Judy went to find the librarian.
"What did you get?" Frank asked when she came back.
"Predict Your Head Off!" said Judy. "It’s all about people who predicted stuff about the future. Lynn helped me find it. She’s the cool librarian with the fork-and-pie earrings. Not the mad-face librarian."
"Hey! It’s a Big Head book. I love those. How come they draw the people with such big heads, anyway?" Frank asked.
"Maybe it’s to hold all those big ideas about the future. Look, see?" said Judy, pointing to her book. "These people predicted earthquakes and fires and babies being born."
"Nobody can predict the future," said Frank. "Can they?"
"Ya-huh!" said Judy. "It says right here. Books don’t lie."
"Let me see," said Frank.
"See? Jeane Dixon, Famous American Fortuneteller. She was some lady in Washington, D.C., who stared into her eggs one morning and predicted that President Kennedy would be shot. And she predicted an earthquake in Alaska."
"It also says she predicted that Martians would come to Earth and take away teenagers. I wish that would happen to my big sister."
"If only Stink were a teenager," said Judy.
"Look! It says here that that Jeane Dixon lady saw stuff in whipped cream!" said Frank.
"I’ve seen stuff in whipped cream, too," said Judy. "Lots of times."
"Like what?"
"Like chocolate sprinkles," Judy said, and they both cracked up.
"Hey, look at this," said Judy. "This book can help us with our spelling test. For real."
"No way."
"Way! See this guy?"
"The bald guy with the bow tie?"
"Yep. It says that he lived right here in Virginia. They called him the Sleeping Prophet. When he was our age, like a hundred years ago, he got into trouble in school for being a bad speller. One night he fell asleep with his spelling book under his head. When he woke up, he knew every word in the book. RARE!"
"I’m still going to study," said Frank.
"Not me!" said Judy, wiggling into her coat.
"What are you going to do?" asked Frank.
"I’m going to go home and sleep," said Judy.
When Judy got home, Stink was at the door.
"I don’t have to study for my spelling test," she said, and gave him a big fat hug.
"What’s that for?" asked Stink.
"That’s for just because."
"Just because why?"
"Just because tomorrow I am going to know tons and tons of words, like woodbine."
"Wood what?"
"It’s a creepy vine. It wraps around trees."
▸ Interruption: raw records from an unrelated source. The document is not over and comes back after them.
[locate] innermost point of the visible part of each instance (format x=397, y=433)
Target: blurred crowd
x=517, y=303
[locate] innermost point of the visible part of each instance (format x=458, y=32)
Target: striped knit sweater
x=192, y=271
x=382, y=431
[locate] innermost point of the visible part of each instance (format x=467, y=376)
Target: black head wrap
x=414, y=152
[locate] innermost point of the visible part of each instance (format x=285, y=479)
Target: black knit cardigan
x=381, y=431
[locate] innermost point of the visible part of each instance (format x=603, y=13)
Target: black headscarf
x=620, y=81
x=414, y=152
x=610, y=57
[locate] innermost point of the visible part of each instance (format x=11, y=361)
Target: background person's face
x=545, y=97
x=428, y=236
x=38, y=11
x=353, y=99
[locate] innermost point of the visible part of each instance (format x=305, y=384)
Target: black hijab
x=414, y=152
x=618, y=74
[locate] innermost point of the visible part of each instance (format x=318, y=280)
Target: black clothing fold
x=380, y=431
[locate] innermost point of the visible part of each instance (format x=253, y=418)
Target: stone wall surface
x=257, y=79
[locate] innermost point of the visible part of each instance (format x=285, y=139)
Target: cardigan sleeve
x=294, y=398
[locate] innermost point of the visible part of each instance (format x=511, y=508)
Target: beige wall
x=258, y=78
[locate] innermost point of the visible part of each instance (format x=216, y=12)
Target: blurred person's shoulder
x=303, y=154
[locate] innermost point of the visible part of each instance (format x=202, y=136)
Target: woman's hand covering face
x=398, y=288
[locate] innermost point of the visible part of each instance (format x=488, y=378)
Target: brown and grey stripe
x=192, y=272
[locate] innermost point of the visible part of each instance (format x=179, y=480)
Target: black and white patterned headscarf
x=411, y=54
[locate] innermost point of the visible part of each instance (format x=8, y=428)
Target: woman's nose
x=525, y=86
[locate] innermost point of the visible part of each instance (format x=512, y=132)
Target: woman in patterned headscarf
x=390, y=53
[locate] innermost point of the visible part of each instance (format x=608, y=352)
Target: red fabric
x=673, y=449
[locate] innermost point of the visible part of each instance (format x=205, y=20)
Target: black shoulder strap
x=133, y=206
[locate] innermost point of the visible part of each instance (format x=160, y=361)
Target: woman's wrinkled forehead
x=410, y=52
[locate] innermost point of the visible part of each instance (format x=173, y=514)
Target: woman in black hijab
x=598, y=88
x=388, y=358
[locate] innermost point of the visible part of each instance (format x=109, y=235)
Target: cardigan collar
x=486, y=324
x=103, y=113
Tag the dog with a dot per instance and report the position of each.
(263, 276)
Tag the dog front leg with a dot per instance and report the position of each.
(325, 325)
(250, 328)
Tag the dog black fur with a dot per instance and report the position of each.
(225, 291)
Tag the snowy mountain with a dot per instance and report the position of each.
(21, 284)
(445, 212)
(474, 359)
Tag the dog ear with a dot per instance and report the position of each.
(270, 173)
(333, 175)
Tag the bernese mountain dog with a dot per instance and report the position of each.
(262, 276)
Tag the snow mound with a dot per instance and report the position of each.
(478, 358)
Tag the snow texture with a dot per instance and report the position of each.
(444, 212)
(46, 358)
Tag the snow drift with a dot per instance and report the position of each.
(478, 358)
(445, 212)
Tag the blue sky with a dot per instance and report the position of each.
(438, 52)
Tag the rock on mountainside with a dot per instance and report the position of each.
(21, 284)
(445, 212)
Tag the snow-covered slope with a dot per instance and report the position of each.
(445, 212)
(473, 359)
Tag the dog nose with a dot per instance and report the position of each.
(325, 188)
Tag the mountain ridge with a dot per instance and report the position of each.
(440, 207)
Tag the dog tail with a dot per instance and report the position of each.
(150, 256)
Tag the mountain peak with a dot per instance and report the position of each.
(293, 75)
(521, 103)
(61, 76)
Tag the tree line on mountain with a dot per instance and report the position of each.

"So go find a tree to hug," said Stink.
Instead, Judy went to find the dictionary. The fattest dictionary in the Moody house. She took it from her mom’s office and lugged it up to her room. She did not open it up. She did not look inside. She put the big red dictionary under her pillow. Then she got into her cozy bowling-ball pajamas. She pretended the bowling balls were crystal balls. When she brushed her teeth, she thought she saw a letter in her toothpaste spit. D for Dictionary.
Judy climbed under the covers and leaned back on her pillow. Youch! Too hard. She got two more pillows. At last, she was ready to dream.
Even before she fell asleep, she dreamed of being Queen of the Spelling Bee, just like Jessica Finch was one time for the whole state of Virginia. She dreamed of Mr. Todd’s smiling face when he passed back the tests. Most of all, she dreamed of getting 110% — zero-wrong-plus-extra-credit — on her spelling test.
She could hardly wait for school tomorrow. For once, she, Judy Moody, not Jessica (Flunk) Finch, would get a Thomas Jefferson tricorn-hat sticker for Great Job, Good Thinking.